Commentary

Editorial: Improving Child Health Through Maternal Education


 

"My mother-in-law did not allow me to go to the hospital," she replied, and stars started twinkling in her eyes.

She had become pregnant some 9 months ago, and she was very happy. She dreamed of a fairy baby all the time. She is a maid at our house and comes daily from the nearby urban slum to do the household chores. Since she got pregnant, my wife became her "consultant obstetrician."

By Dr. Ghulam Mustafa

She was worried when she started "vomiting" when she smelled various smells, especially in the kitchen. My wife advised her to go to the nearby tertiary care hospital for her first antenatal visit.
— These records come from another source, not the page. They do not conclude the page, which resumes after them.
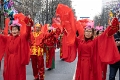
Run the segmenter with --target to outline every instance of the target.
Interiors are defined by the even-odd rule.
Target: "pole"
[[[4,0],[1,0],[0,27],[4,28]]]

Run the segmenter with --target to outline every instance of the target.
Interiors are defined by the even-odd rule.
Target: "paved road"
[[[2,78],[2,71],[3,71],[3,61],[2,60],[2,69],[0,71],[0,80],[3,80]],[[56,50],[56,68],[52,71],[45,71],[45,80],[72,80],[74,71],[75,71],[75,66],[76,66],[76,61],[72,63],[66,63],[64,61],[61,61],[59,58],[59,50]],[[109,72],[109,66],[108,66],[108,72]],[[108,75],[107,73],[107,80],[108,80]],[[118,73],[116,80],[119,80],[118,78]],[[32,68],[31,68],[31,63],[27,66],[27,80],[33,80],[32,76]]]
[[[0,80],[2,78],[3,71],[3,61],[2,60],[2,70],[0,71]],[[45,71],[45,80],[72,80],[75,71],[76,61],[72,63],[66,63],[61,61],[59,58],[59,50],[56,50],[56,68],[52,71]],[[27,66],[27,80],[33,80],[31,63]]]

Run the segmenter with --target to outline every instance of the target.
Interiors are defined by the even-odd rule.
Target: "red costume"
[[[78,63],[75,80],[102,80],[101,61],[105,64],[113,64],[120,60],[114,38],[111,37],[118,29],[116,26],[108,27],[102,35],[94,40],[76,40]],[[68,52],[69,56],[66,61],[69,62],[75,59],[75,48],[74,46],[70,50],[71,52]]]
[[[25,18],[30,22],[31,19]],[[31,24],[32,25],[32,24]],[[26,33],[18,36],[0,35],[0,60],[4,53],[4,80],[26,80],[26,65],[29,63],[29,43],[31,25],[27,26]]]
[[[40,24],[36,24],[35,27],[42,27]],[[44,56],[43,56],[43,45],[42,39],[44,38],[43,32],[32,32],[31,33],[31,61],[33,68],[33,76],[37,80],[44,80]]]
[[[119,27],[117,18],[113,19],[112,25],[102,35],[94,40],[85,41],[75,38],[76,26],[73,13],[68,6],[59,4],[56,14],[60,16],[62,25],[67,30],[68,53],[64,53],[64,55],[68,55],[65,61],[74,61],[78,48],[75,80],[102,80],[101,62],[113,64],[120,60],[120,55],[112,36]]]

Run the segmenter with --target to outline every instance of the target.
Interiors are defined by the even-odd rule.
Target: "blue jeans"
[[[109,80],[115,80],[116,73],[119,69],[119,80],[120,80],[120,67],[110,65]]]

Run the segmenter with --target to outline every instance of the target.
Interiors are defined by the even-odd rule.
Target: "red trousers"
[[[40,76],[40,80],[44,80],[45,69],[43,56],[31,55],[31,61],[34,78],[36,79]]]
[[[46,52],[46,68],[55,68],[55,65],[53,65],[53,60],[55,60],[55,48],[54,47],[48,48]]]

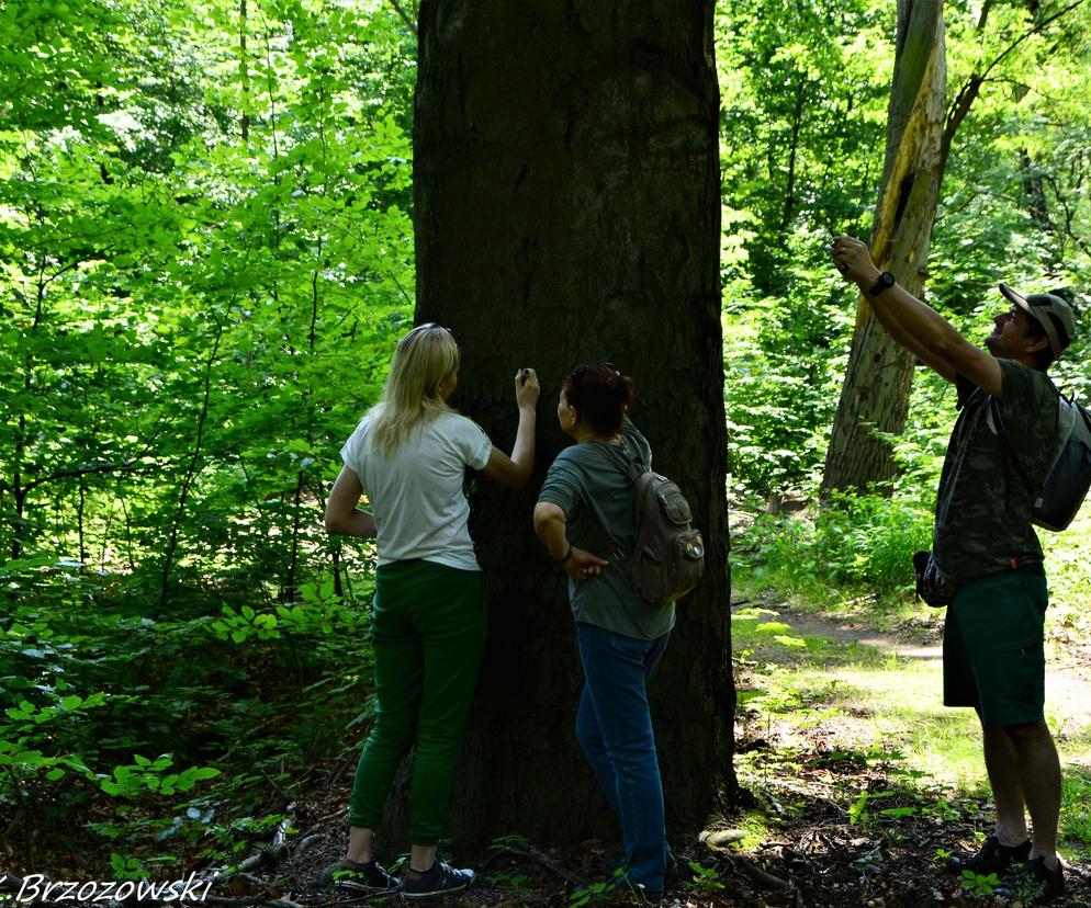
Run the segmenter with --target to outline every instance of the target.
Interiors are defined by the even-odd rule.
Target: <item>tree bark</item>
[[[471,496],[491,625],[451,835],[617,835],[575,740],[563,575],[530,521],[566,442],[561,377],[604,360],[633,376],[633,421],[708,544],[651,684],[668,826],[699,830],[734,792],[712,3],[425,0],[419,48],[416,319],[455,332],[453,402],[497,445],[514,438],[516,370],[543,388],[527,489]],[[384,840],[401,848],[392,804]]]
[[[886,161],[871,229],[871,258],[915,296],[927,275],[945,159],[943,3],[899,0],[898,44]],[[882,330],[861,296],[841,400],[826,450],[822,491],[890,479],[888,436],[906,427],[913,359]]]

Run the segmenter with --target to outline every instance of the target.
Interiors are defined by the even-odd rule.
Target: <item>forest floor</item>
[[[806,614],[764,598],[758,608],[740,603],[736,617],[736,765],[747,806],[710,824],[697,840],[674,842],[681,870],[668,878],[663,904],[1003,905],[991,895],[989,881],[963,879],[944,867],[946,854],[976,850],[991,809],[981,780],[974,778],[982,774],[979,758],[975,764],[966,756],[978,746],[974,720],[965,716],[969,711],[943,713],[935,706],[937,622],[926,616],[878,632],[858,620]],[[1066,813],[1081,819],[1091,791],[1089,677],[1080,654],[1050,649],[1049,720],[1066,763]],[[946,774],[945,763],[952,770]],[[1076,787],[1069,784],[1072,773]],[[301,805],[305,815],[320,819],[296,839],[290,856],[262,874],[280,882],[261,887],[255,877],[238,881],[234,895],[241,900],[235,904],[246,904],[247,894],[249,904],[275,898],[306,906],[401,904],[397,896],[369,900],[313,885],[323,866],[344,855],[344,819],[336,813],[342,798],[344,792],[329,792]],[[1054,905],[1091,906],[1084,842],[1079,830],[1062,841],[1069,845],[1067,892]],[[497,843],[474,863],[479,882],[447,903],[468,908],[610,904],[601,893],[612,849],[616,844],[598,841],[570,849]]]

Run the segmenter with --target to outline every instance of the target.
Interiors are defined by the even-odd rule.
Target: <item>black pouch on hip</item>
[[[913,572],[916,575],[916,595],[933,609],[949,605],[958,586],[943,576],[931,552],[913,553]]]

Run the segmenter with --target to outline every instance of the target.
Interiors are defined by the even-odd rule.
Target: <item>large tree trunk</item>
[[[632,418],[708,542],[651,685],[671,828],[699,829],[733,792],[711,30],[710,0],[420,4],[416,318],[454,330],[453,402],[498,445],[515,432],[516,368],[543,388],[528,488],[472,493],[491,626],[450,822],[463,848],[617,831],[575,740],[563,575],[530,520],[565,443],[560,379],[581,362],[633,376]]]
[[[943,180],[943,3],[899,0],[887,151],[871,229],[871,258],[910,293],[926,277]],[[913,359],[890,338],[861,296],[848,367],[825,456],[822,490],[864,489],[893,476],[885,435],[906,428]]]

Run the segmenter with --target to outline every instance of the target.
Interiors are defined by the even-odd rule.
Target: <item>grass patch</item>
[[[747,727],[736,768],[743,785],[776,792],[764,798],[774,815],[802,809],[805,765],[848,764],[861,771],[879,765],[899,780],[891,792],[843,788],[842,808],[854,825],[890,826],[899,817],[938,816],[967,798],[988,799],[977,717],[970,710],[942,705],[935,647],[901,654],[835,639],[799,629],[763,608],[738,610],[732,638],[740,714]],[[1065,734],[1072,717],[1050,713],[1049,719],[1061,733],[1064,848],[1086,853],[1091,845],[1091,729],[1083,725]],[[981,822],[991,822],[991,815]]]

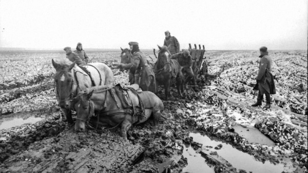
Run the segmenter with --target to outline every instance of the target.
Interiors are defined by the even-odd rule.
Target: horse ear
[[[90,99],[90,98],[91,98],[91,97],[92,96],[92,94],[93,94],[93,92],[94,92],[94,89],[92,90],[92,91],[91,91],[87,94],[87,98],[88,99]]]
[[[53,61],[53,59],[51,60],[51,62],[52,63],[52,66],[56,69],[59,67],[59,65],[55,62],[54,61]]]
[[[73,62],[73,64],[69,65],[69,67],[68,67],[68,71],[70,71],[72,69],[72,68],[74,67],[74,66],[75,66],[75,62]]]

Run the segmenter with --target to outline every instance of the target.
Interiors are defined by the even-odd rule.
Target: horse
[[[104,63],[90,63],[85,66],[84,68],[90,73],[90,76],[75,63],[70,65],[70,61],[66,59],[59,63],[52,60],[52,63],[56,70],[53,78],[58,103],[69,124],[73,123],[70,100],[81,90],[93,85],[114,85],[112,71]]]
[[[171,59],[171,53],[166,46],[158,46],[158,58],[155,64],[155,79],[157,86],[163,85],[165,87],[165,99],[168,100],[170,94],[170,86],[175,78],[176,79],[177,88],[180,97],[183,97],[184,90],[184,76],[182,67],[176,60]]]
[[[137,84],[131,86],[133,85],[139,88]],[[113,127],[121,124],[120,134],[126,139],[127,132],[133,124],[143,123],[151,116],[154,125],[159,125],[164,105],[153,93],[123,89],[118,85],[111,87],[92,87],[87,90],[91,90],[90,92],[86,91],[83,94],[81,93],[73,99],[77,116],[75,124],[76,131],[86,131],[85,124],[94,113],[97,114],[100,122],[107,123]],[[124,98],[128,98],[126,101],[123,101],[125,100]]]

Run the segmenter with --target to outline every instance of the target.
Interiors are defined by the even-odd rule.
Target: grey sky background
[[[307,49],[307,0],[0,0],[0,47]]]

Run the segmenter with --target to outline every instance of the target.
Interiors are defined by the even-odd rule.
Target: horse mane
[[[55,59],[53,61],[61,66],[69,66],[73,63],[68,59]]]
[[[121,54],[122,54],[124,52],[126,52],[128,51],[129,51],[129,49],[128,49],[128,48],[125,48],[124,49],[123,49],[123,50],[122,50],[122,52],[121,52]],[[130,52],[130,51],[129,51],[129,52]]]
[[[165,53],[165,52],[168,52],[169,54],[171,54],[169,50],[168,50],[168,47],[166,46],[164,46],[161,47],[161,49],[159,50],[158,52],[158,57],[157,59],[157,63],[156,64],[157,64],[158,66],[163,66],[164,65],[163,63],[162,62],[162,59],[161,58],[161,54],[162,53]]]

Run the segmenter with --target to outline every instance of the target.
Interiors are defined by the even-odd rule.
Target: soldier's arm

A few days later when my wife asked her if she had gone to the hospital, she replied, "nay." "Why?" asked my wife. The answer was, "My mother-in-law did not allow me." The time went on, and she was filled up with baby and joy. Eventually the day came when it became difficult for her to wash clothes and stand for long. She requested "maternity leave" and was given such.

But when she came back, she came without a baby. "Where is your baby?" my wife asked. "He died during delivery," was the reply. "The baby got stuck on his way out. The Dai (unskilled traditional birth attendant) tried to pull [the baby out], but she failed," she said. "Why you didn’t go to the hospital?" we asked. The reply was, "My mother-in-law did not allow me to go to the hospital."

The million-dollar question was why this mother-in-law did not allow her to go to the hospital. When I probed, it surfaced that such elder women were convinced that the government facilities did not cater to the poor patients with care. This belief led them not to follow the health advice that was being given by the scientific community.

We pondered over it. The International Community Access to Child Health (I-CATCH) project came exactly at the right time, and we started the Helping Hands project to motivate people, especially women. The community health worker (CHW) was selected from the same community and trained with multiple health messages. The messages included antenatal care, need for delivery at a health care facility, tetanus shots for mothers, exclusive breastfeeding for the first 6 months, vaccination for the babies, hand hygiene, iodized salt, hepatitis B vaccination for all, child and especially female education. The CHW started working door to door without leaving out any house. They would chat with mothers, dispel their fears, and motivate people to use proper health practices.

The key to success was the door-to-door visits of the CHWs and their persistence. Usually each house was visited once every month. There was minimal response for the first 10 visits, and we were quite hopeless for the progress. But then there was a response, and that response was so marvelous that it would not be wrong to call it miraculous.

A woman came to see me and told me that she has been isolated and abandoned by the whole family. She said, "They have separated me. I have a separate room, separate toilet, and separate utensils, and no one comes near me. My husband does not touch or kiss me any more or even sit with me." I asked why they were doing this. "They say I have hepatitis C."

I told her that the first thing she needed to do was to get a reliable report of her hepatitis C status and that hepatitis C was not spread by eating or living together. "But who is going to tell all this to my family?" she asked. I promised that we would do it.

Our CHWs did sensitize not only her family, but the whole community. Later the woman was found to be hepatitis C-negative by enzyme-linked immunosorbent assay (ELISA). But the sensitization worked to the extent that almost the whole community got themselves vaccinated against hepatitis B.

Indeed, after 18 visits there were changes in the percentages of women receiving antenatal care, deliveries at health care facilities, tetanus shots for mothers, exclusive breastfeeding for the first 6 months, vaccinations for babies, hand hygiene, use of iodized salt, hepatitis B vaccinations for all, etc.

The phenomenon has inspired the people around us, and we are planning it on a large scale at multiple sites. The people are ready and have committed to adopt the model in their neighborhood when we are ready with our infrastructure of software to tackle such a large, variable, and ever-changing task.